Мама поднимает глаза, и по их выражению я вижу, что она уже знает всё, что мне нужно, чтоб она знала. Хоть я ей и не рассказывала. Мамы из таких городков, как наш, всегда немного провидицы, а наша семья — тем более. Она даже не спрашивает, почему я дома.
— Чай готов, — говорит она.
— Чай — это хорошо, — говорит Дилан сзади.
— Бисквиты на противне.
Я пристраиваюсь к ней сбоку и ныряю ей под крыло. Перья там немного грубее, чем на верхней поверхности крыльев, более старые, изношенные, рабочие. Её шерсть пахнет кофе, теплым хлопком и старым офисным принтером. Глубоко вдыхаю, не тая это, — сейчас мне нужна близость. Гром бухает в окно. Где-то наверху дребезжат ставни, как не могли бы, будь окно закрыто.
— Миссис Эдвардс… — тихо говорю я.
— Да, милая, — говорит мама. Конечно, она знает. Наверное, ещё со среды.
— Она просит помочь, — говорю я ещё тише.
— Я и думала, что к чему-то такому она придёт, — говорит она со странной призрачной надеждой.
Дилан тяжело опускается на кухонный стул, который под ним кажется детским. Бессмысленно поднимает крышку чайника и заглядывает внутрь. Я беру мамин бисквит с противня — зубами, так как сейчас не доверяю своим копытам, и она делает вид, что не замечает.
— Тётя Сирин сможет помочь? Если мы попросим? — даже не знаю, на какой ответ я больше надеюсь. Но должна спросить.

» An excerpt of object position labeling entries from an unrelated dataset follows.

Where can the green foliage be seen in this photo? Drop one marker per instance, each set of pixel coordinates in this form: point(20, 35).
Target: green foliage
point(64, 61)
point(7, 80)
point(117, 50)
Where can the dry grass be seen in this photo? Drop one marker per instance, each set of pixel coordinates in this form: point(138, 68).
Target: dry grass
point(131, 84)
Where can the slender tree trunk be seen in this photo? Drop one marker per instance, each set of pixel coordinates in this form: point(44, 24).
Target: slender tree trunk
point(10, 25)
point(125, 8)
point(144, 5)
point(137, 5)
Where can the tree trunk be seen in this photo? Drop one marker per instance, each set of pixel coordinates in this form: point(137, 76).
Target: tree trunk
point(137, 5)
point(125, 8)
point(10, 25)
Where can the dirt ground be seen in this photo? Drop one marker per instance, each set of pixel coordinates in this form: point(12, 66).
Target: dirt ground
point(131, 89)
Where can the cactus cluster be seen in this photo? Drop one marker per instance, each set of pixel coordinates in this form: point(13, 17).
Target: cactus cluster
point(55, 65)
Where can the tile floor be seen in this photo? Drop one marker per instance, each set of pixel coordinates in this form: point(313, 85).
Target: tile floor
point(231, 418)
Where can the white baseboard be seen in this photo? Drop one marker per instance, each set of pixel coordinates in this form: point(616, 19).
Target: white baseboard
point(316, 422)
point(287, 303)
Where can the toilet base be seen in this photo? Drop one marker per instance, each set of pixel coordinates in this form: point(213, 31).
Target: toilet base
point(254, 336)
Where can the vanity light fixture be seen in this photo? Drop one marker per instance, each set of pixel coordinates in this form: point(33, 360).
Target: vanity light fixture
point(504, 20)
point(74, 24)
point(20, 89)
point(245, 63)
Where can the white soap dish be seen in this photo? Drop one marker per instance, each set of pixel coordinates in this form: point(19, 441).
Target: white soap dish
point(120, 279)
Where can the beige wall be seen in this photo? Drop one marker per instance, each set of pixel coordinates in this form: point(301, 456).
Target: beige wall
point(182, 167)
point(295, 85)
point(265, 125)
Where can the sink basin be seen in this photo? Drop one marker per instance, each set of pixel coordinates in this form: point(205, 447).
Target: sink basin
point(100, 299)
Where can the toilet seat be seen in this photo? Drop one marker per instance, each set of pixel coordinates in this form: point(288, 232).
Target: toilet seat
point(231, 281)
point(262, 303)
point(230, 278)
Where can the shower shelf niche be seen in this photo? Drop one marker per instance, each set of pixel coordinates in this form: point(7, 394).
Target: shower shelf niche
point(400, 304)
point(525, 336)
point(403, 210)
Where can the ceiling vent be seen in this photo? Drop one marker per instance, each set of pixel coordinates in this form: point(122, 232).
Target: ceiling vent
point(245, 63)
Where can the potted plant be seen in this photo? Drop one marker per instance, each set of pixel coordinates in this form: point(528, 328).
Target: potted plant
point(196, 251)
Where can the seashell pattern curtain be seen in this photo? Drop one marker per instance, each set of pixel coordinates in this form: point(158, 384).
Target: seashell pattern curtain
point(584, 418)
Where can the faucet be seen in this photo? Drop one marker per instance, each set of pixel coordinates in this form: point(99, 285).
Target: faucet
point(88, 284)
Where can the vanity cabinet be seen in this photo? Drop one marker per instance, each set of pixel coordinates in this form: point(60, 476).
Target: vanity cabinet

Мама молчит достаточно долго, чтобы я поняла, что спросила больше, чем это прозвучало. Чайник затихает. Гроза прямо над нами. Свет в кухне мерцает, загорается снова, и просыпается компрессор холодильника. Мама переминается на копытах, гладит меня крылом по спине и склоняет голову к моей, её нос оказывается чуть выше линии моей гривы.
— Твоя тётя, — говорит она, — прекрасно умеет делать маленькие чудеса. Она может поддерживать жизнь в больной розе целое лето. Найти траву от желудочных колик, когда медицина отказывает. Если у кобылки трудные роды, лучше будет, если она рядом, хотя она будет жаловаться и не понимать, зачем её позвали. Но, Роуэн, милая, рак поджелудочной — это не роза.
— Я знаю, — шепчу я.
— Но ты всё равно хочешь, чтобы я ей позвонила, — говорит мама.
— Я хочу… я не могу прийти в её кабинет и сказать «Извините». Я хочу сказать «Может быть». И это «Может быть» мне сейчас очень нужно, чтобы сходить к ней.
— «Может быть» стоят дороже, чем кажется, — говорит мама тем тоном, которым она обычно говорит, когда ты поймёшь её слова только лет через десять. — Но хорошо. Я позвоню ей сегодня. Посмотрим, что она скажет.
Телефонная связь в Шотландии теперь так себе. С тех пор как стало очевидно, что Шотландия де-факто отдельная страна — край, который подходит единорогам куда больше, чем всем прочим, а магии больше, чем технике, — множество северных деревень полагаются только на проводные линии и на станцию, которую мама посещала во время рабочего обучения. Дозвониться можно. С пары-тройки попыток, и придётся поорать.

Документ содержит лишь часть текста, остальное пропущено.